Credit unions participating in Callahan & Associates' FirstLook program reported an increase in repossessed vehicle assets. Since September 2008, repossessed inventory increased 4.5%, reaching $290.5 million at the end of the third quarter. Although asset quality measures increased at a slower rate in the third quarter, the unemployment rate reached 10.2% in October of this year. With unemployment rising, credit unions might see foreclosed and repossessed assets continue to increase before beginning to decline.
The volume of repos at Community First Credit Union of Florida ($1.1B in Jacksonville, FL) increased significantly in the past two years, primarily because of the local economic environment and an indirect lending program popular from 2004 to 2006. The credit union is currently experiencing much higher proportion of direct voluntary repossessions.
It is necessary for the credit union to take action against delinquent borrowers, but it is more circumspect than it might have been years ago. Susan Verbeck, VP of Lending at Community First says, "If this is the borrower's only means of transportation, there is no benefit in taking their means to find employment, so we have lengthened extensions [time and frequency] to allow an extra 30 to 90 days to find employment before we repossess.
"If the situation is underemployment we work with the member to find an affordable payment that makes sense for the credit union and keeps them in the car and able to work. Sometimes this is a short-term work-out modification, other times it is a refinance, depending on the circumstances, age and value of the vehicle."
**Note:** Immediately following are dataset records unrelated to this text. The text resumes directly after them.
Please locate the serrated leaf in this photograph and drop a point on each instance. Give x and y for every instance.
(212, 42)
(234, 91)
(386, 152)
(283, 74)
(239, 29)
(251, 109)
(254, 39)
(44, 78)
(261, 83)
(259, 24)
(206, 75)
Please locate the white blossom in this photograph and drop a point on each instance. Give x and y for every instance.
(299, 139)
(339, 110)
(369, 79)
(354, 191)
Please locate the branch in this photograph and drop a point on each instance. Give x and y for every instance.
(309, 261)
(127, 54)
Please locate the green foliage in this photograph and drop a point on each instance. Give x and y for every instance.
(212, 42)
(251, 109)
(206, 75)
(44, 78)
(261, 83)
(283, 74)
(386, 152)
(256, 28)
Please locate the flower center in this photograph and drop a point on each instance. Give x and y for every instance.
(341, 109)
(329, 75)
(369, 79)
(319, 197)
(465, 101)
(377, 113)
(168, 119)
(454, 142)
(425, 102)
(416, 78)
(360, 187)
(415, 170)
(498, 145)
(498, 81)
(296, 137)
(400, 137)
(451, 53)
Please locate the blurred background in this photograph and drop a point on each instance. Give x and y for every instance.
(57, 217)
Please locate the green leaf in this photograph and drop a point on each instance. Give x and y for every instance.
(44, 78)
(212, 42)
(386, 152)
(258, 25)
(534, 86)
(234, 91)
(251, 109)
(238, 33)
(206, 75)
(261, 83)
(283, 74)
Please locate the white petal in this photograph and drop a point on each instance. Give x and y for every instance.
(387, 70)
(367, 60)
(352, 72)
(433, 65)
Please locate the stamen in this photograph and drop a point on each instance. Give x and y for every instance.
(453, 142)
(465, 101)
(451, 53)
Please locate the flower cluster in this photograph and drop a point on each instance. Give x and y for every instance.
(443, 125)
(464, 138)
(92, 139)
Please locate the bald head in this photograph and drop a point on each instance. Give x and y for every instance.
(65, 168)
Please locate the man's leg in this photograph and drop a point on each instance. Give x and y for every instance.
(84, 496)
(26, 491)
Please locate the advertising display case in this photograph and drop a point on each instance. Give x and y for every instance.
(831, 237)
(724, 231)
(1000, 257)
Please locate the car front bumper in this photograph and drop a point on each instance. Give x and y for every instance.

Community First normally outsources remarketing after the repossessions to ensure minimal staff effort with maximum value, however about six months ago it explored a new option and partnered with five area credit unions for a consolidated repo sale.
In a collaborative effort, the credit unions stated terms to ensure they wouldn't be competing for financing, new members or the sale. The credit unions held the sales event at a lot owned by the largest credit union. The event was one viewing with no haggle pricing and accepted cash only or pre-arranged financing. Verbeck says "The day before the sale, the lot was open to the public for viewing. The next day people were allowed in – in groups of ten to prevent jostling – to "claim" the car they wished to purchase."
The event was successful in moving inventory at a slightly higher value ($500 - $600) than auction, but Verbeck says there was significant staff time in coordinating the mass sale. Weeks prior to the sale, the credit union completed a direct mailing with vehicle loan offers to pre-approved members. Many of those members attended the sale with offers in hand, which were accepted in lieu of financing or cash.
Additional marketing efforts included email marketing to members, notifications on the credit union's website and posted flyers in area branches. Verbeck notes, "The sale was extremely effective in moving vehicles, though we did have a few boats and RVs left over. One surprise for us was to see members camping out Friday night so they could be the first ones in on Saturday morning."